If anything ever made sense it was the discovery of the woods behind my parents’ house, seven years old, the world instantly opened up before me, my narrow vision instantly replaced by the desire, the hunger to explore and with jam sandwiches in a small bag and a whistle that my father had given me just in case I became lost in my own thoughts. I set out to follow the stream that flowed through it, away from all that I knew, all that I had cared for and this became my quest; it should have finished there, at the mouth of the river that it merged with, but my life was now over, it was now all about walking into the unknown.
You made sense Comrade, you still do, your rejection of everything to do with the guiding principles of life, your fixation with a world beyond sight, of internal combustion and whilst you died in that fixation, you died happily chasing your demon out of your dreams, you condemned me to live in your shadow, in the disease that corrupted your final humanity of pissing blood and hacking painful coughs that lay undetected in my ears and away from sight.
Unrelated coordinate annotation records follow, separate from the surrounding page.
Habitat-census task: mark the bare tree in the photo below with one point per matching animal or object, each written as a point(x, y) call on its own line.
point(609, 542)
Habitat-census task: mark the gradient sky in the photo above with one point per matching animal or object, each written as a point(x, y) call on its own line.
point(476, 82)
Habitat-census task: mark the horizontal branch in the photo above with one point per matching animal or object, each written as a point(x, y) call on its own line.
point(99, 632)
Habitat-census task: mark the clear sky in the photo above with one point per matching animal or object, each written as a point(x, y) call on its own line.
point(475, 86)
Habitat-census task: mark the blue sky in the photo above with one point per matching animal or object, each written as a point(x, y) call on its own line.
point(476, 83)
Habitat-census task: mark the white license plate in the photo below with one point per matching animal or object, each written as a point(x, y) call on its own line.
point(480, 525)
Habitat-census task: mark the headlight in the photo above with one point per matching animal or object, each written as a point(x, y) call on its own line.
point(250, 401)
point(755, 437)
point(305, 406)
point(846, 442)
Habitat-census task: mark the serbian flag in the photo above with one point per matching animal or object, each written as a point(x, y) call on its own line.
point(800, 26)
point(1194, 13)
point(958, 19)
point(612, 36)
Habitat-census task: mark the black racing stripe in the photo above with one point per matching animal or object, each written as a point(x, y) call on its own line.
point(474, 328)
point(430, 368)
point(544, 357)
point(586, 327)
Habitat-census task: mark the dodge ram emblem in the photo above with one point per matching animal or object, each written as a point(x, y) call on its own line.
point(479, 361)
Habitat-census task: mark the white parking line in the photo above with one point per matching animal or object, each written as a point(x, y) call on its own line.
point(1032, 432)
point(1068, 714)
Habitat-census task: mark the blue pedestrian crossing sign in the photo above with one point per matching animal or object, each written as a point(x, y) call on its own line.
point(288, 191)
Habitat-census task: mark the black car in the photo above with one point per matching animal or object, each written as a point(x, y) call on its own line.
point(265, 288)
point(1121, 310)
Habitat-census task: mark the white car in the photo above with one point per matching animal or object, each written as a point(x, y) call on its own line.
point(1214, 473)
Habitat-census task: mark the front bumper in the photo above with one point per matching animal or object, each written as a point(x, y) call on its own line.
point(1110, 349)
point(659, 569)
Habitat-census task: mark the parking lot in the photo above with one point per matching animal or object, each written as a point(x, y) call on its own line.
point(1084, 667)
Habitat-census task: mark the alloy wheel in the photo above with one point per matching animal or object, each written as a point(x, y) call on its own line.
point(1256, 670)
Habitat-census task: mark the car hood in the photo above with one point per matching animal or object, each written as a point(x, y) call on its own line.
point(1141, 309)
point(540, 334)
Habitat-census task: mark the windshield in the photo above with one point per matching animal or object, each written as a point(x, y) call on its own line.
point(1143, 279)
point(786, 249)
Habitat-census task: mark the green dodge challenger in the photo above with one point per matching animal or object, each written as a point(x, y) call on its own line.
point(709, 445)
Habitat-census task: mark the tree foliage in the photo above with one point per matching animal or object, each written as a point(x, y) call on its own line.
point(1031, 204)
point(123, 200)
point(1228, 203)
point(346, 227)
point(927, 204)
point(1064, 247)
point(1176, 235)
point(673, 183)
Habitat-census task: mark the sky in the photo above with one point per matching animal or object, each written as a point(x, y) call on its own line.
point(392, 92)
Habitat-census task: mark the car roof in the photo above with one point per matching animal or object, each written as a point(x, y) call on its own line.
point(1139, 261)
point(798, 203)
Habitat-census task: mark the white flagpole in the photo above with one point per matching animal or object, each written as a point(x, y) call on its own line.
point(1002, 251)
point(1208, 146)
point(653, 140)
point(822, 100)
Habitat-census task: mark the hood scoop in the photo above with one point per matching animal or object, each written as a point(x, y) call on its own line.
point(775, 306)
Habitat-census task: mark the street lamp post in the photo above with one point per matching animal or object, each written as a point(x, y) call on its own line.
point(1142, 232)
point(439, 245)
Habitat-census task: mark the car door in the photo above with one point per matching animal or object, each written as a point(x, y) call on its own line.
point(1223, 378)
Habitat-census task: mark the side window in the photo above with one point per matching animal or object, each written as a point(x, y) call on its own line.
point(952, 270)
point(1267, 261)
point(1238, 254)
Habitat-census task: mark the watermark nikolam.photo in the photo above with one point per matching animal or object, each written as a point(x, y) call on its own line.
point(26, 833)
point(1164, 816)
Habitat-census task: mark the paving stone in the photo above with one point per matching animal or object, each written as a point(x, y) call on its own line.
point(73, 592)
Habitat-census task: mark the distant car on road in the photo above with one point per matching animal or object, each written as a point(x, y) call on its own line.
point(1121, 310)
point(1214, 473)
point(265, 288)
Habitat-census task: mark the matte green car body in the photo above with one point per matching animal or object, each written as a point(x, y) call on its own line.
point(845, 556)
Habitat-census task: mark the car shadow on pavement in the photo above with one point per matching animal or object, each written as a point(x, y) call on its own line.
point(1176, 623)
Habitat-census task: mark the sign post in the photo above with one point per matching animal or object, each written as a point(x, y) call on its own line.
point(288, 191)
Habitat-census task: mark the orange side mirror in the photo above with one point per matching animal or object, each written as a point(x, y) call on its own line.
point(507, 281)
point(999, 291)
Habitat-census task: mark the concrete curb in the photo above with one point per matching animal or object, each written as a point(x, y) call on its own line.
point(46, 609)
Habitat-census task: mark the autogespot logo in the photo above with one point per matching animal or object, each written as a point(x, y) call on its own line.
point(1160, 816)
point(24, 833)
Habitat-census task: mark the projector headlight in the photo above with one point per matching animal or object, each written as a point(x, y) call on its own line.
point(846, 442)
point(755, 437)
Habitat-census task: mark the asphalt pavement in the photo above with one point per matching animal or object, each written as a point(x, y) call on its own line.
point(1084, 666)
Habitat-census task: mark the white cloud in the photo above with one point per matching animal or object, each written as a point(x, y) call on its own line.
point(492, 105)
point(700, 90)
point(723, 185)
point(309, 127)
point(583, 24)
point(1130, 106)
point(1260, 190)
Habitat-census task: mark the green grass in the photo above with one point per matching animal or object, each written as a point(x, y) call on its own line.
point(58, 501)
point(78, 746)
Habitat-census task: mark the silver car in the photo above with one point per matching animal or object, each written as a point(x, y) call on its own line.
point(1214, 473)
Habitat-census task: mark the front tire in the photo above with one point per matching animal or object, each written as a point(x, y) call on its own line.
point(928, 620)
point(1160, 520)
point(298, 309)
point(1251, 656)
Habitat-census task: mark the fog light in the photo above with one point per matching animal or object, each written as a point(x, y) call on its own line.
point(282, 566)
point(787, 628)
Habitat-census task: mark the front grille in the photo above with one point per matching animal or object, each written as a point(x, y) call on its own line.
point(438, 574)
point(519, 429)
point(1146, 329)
Now no more, I qualify for final bow myself as the world ends here on Rainbow Bridge, the sense of loss overwhelming, the sense of finding something pure for a few seconds, of having actually lived before I died, not confined now to the road but released into the air like a butterfly freed by a repentant collector; a small moment of freedom, of being at one with the water that spent 12,000 years escaping the confines of ice and freezing snow. I miss you Comrade, I miss my friend more, these people now staring at me, their drinking for the night curtailed by the spectre on the bridge, quiet, unnerving, free, poised for destruction, sentenced to ride the wind in anarchy and rejection, they are laughing, urging me on and for a brief moment I want to climb down and pick a fight with them, punch them, berate them for their callous thought.
Instead I find myself smiling, I burst out laughing and that stops them, that chills them, I can see it in their hungry eyes, my laughter actually causes them pain, if I was to tell them my story now, our combined story and of the disease that runs through my body, of the story shared, of the needle shared, of the purgatory we will share; I will not see 1984 and that is O.K. for as I turn away from the insanity of those behind me, of their catcalls and their slight change of tack urging me to come down, I will float from Rainbow Bridge and all will be clear.